I learn by building things from scratch, then layering complexity one level at a time.
Each project starts simple and progressively adds real-world concerns — state management, persistence, security boundaries, production patterns. The goal is to understand how things actually work, not just how to use a framework.
Build an AI agent from scratch in 7 levels — no frameworks, just a while loop and an LLM.
Starts with a hardcoded state machine, ends with a Redis-backed production agent with plan-first execution, history compaction, and chat mode. Each level is a complete runnable script; diff them to see exactly what changed.

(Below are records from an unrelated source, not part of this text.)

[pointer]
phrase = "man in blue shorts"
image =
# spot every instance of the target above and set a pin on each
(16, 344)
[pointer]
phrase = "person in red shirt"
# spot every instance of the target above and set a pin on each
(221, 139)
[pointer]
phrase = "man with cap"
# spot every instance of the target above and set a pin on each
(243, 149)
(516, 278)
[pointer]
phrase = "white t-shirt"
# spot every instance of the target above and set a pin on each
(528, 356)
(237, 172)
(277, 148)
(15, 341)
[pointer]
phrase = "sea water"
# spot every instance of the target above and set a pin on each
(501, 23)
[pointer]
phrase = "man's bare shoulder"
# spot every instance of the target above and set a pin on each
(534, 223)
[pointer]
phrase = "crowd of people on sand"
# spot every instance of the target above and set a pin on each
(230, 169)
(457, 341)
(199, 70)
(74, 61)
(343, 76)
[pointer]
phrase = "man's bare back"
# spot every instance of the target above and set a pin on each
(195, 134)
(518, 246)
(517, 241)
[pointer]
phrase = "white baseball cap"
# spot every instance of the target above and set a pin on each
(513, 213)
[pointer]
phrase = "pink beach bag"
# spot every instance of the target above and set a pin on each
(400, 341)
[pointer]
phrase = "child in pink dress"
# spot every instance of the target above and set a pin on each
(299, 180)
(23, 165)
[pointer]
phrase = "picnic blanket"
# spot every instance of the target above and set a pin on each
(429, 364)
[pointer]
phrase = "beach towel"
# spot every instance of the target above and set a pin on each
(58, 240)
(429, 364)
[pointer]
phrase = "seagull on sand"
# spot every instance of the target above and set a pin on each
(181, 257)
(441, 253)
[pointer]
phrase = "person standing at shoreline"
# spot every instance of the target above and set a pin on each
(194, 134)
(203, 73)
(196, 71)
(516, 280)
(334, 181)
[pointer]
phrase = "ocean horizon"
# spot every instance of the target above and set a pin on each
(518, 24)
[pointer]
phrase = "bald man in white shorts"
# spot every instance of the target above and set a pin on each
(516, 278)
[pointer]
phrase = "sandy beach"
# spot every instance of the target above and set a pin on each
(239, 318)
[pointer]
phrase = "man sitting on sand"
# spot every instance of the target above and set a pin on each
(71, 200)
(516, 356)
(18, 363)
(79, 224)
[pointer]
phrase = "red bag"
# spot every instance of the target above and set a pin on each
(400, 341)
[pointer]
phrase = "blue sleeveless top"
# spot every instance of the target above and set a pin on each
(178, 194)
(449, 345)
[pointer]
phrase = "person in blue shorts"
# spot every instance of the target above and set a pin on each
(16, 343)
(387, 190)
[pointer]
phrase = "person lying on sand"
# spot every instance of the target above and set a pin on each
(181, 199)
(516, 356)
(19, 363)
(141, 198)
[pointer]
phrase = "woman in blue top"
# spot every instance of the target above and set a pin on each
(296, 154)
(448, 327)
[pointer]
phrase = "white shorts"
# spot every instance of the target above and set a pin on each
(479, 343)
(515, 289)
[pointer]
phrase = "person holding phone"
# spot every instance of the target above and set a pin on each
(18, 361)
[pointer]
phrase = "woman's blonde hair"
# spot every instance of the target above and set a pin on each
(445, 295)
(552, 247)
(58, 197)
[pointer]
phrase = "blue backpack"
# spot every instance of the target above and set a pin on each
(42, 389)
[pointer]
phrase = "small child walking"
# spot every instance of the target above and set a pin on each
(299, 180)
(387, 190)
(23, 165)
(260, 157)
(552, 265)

Python · Gemini API · Redis · Agent Architecture
Two projects exploring Pydantic AI from different angles:
-
SQL Safety Assistant — Learn the framework across 8 levels (0–7): dependency injection, human-in-the-loop approval, cost guardrails, FastAPI, multi-turn sessions, Redis persistence, multi-agent escalation.
-
HR Pipeline Demo — Three runnable demos showing production patterns: DI as a security boundary, loop-level control (audit trails, mutation caps, replan loops), and a Chainlit UI with real-time approval flows.
Python · Pydantic AI · FastAPI · Chainlit · DuckDB · Redis
End-to-end data platform built around a husbando gacha game. CDC streaming from PostgreSQL through Debezium → Pub/Sub → Apache Beam into a DuckDB/BigQuery warehouse, then dbt transforms raw events into a Kimball star schema (Bronze → Silver → Gold). Full Docker Compose stack — no cloud account needed.
Python · Apache Beam · Debezium · PostgreSQL · DuckDB · BigQuery · Pub/Sub · dbt · Docker
Notebooks from 2017–2020 — older and less polished, kept for authenticity.
- Statistics — Linear regression from first principles (R², F-stat, QQ plots) and Bayesian linear regression with PyMC3. From my MSc in Statistics.
Utilities for extracting content from technical books.
- extract_text.py — PDF text extractor using
pdfplumber, used to pull pages from The Data Warehouse Toolkit (Kimball).
Python · pdfplumber
Senior Data Engineer with 8+ years of experience in real-time data platforms, LLMOps, and multi-region cloud architecture on GCP. I build and scale production systems — CDC pipelines, AI agent infrastructure, analytics platforms — while mentoring engineers and driving cross-functional adoption.